Searches neither reasonable nor authorized by law

Ontario criminal | Charter of Rights

Searches neither reasonable nor authorized by law
Application by Crown for ruling regarding voluntariness of accused’s videotaped statement. Application by accused for stay of charge or for exclusion of certain evidence because his rights under Canadian Charter of Rights and Freedoms were violated. Accused was charged with sexual assault. When he was arrested on evening of April 19, 2010, he was handcuffed, searched incident to arrest and he was informed of his right to counsel. Accused stated that he understood and he wished to speak to lawyer and to call legal aid. He was given opportunity to speak to duty counsel and he spoke to him for seven minutes. Officer in charge of investigation seized accused’s clothing and obtained penile swab in order to determine whether complainant’s DNA was on accused’s clothes or penis. At that time officer was not trained sexual assault investigator and he did not consult with more experienced officers. Officer did not obtain search warrant because he thought DNA evidence would be compromised if he waited for warrant and he thought he could seize clothing and obtain swab as part of search incidental to arrest. To obtain clothing and swab accused had to remove his clothing in presence of two male officers. Crown’s application allowed and accused’s application allowed in part. Accused was subjected to strip search. That search and penile swab violated s. 8 of Charter.
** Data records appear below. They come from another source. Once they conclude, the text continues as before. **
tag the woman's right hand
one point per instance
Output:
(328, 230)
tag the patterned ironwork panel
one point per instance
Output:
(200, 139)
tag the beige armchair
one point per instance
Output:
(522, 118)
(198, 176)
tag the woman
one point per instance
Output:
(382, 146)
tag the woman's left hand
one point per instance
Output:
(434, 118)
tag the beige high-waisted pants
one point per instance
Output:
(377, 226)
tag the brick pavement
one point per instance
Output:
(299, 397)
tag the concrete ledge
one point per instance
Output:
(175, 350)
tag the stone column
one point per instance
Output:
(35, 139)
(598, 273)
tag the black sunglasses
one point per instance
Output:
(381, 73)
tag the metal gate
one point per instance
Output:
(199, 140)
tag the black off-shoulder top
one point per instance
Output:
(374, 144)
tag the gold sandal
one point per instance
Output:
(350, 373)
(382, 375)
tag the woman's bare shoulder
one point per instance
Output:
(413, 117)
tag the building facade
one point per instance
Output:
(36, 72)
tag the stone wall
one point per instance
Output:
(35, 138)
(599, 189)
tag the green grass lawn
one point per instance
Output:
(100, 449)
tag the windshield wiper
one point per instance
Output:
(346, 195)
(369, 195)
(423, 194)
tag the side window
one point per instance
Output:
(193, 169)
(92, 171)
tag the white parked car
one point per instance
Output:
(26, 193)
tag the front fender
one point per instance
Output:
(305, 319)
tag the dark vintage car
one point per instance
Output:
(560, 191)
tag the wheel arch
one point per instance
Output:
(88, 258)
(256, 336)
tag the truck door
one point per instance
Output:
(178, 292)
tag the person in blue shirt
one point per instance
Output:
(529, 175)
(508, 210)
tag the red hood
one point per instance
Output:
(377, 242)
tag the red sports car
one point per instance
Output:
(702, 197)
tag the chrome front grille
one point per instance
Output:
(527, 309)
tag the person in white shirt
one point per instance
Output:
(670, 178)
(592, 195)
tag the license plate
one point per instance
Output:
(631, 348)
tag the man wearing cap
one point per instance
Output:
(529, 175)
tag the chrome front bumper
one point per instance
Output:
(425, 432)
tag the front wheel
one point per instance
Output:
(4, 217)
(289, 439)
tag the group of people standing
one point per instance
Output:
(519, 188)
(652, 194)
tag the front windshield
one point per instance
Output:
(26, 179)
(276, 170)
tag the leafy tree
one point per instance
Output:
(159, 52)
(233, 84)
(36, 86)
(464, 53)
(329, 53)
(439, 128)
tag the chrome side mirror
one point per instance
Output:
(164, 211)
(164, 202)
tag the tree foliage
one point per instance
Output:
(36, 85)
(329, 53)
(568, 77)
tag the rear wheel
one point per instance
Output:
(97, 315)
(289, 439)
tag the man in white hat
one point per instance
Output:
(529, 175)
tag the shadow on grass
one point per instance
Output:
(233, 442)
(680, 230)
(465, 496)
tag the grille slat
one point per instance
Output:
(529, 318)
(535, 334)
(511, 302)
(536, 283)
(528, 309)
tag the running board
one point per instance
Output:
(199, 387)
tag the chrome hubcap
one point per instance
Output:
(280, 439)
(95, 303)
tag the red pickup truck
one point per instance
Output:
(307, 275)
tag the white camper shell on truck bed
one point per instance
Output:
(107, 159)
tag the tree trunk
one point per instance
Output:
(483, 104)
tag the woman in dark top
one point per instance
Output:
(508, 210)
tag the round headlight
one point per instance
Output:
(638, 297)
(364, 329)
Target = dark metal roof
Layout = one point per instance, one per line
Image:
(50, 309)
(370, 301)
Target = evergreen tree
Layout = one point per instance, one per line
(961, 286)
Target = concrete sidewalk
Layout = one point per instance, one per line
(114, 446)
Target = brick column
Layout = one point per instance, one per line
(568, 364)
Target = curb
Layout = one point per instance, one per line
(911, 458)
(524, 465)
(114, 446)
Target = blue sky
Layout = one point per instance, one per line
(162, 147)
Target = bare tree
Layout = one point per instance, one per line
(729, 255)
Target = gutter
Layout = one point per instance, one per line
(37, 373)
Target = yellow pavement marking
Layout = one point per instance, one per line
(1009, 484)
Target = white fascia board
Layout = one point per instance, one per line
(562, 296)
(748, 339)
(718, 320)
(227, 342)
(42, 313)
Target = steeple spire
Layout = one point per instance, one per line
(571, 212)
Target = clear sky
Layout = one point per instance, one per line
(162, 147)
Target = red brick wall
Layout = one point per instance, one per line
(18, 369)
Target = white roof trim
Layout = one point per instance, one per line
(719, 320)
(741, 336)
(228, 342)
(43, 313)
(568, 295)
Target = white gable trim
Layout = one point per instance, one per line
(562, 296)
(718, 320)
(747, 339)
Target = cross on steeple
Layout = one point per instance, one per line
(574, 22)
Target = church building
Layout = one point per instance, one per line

Such searches were neither reasonable nor authorized by law as they were not searches incidental to arrest. Searches were not authorized by law because they were not conducted in reasonable manner and without properly articulated grounds. Sections 7 and 12 of Charter were also violated. Accused’s right to counsel was breached because he should have been re-informed of his right to counsel prior to strip search and swab. Despite breaches accused was not entitled to stay because police conduct would not shock public. Penile swab evidence was inadmissible due to Charter breaches. Blood sample that was taken from accused in February 2012 was admissible because there was insufficient causal or temporal connection between taking of sample and breach of accused’s rights that occurred on April 19. Videotaped statement was given voluntarily and Crown could cross-examine on it if accused chose to testify. There was no police trickery.
R. v. Pun (Sep. 20, 2012, Ont. S.C.J., Gilmore J., File No. 10-03774G) 103 W.C.B. (2d) 983.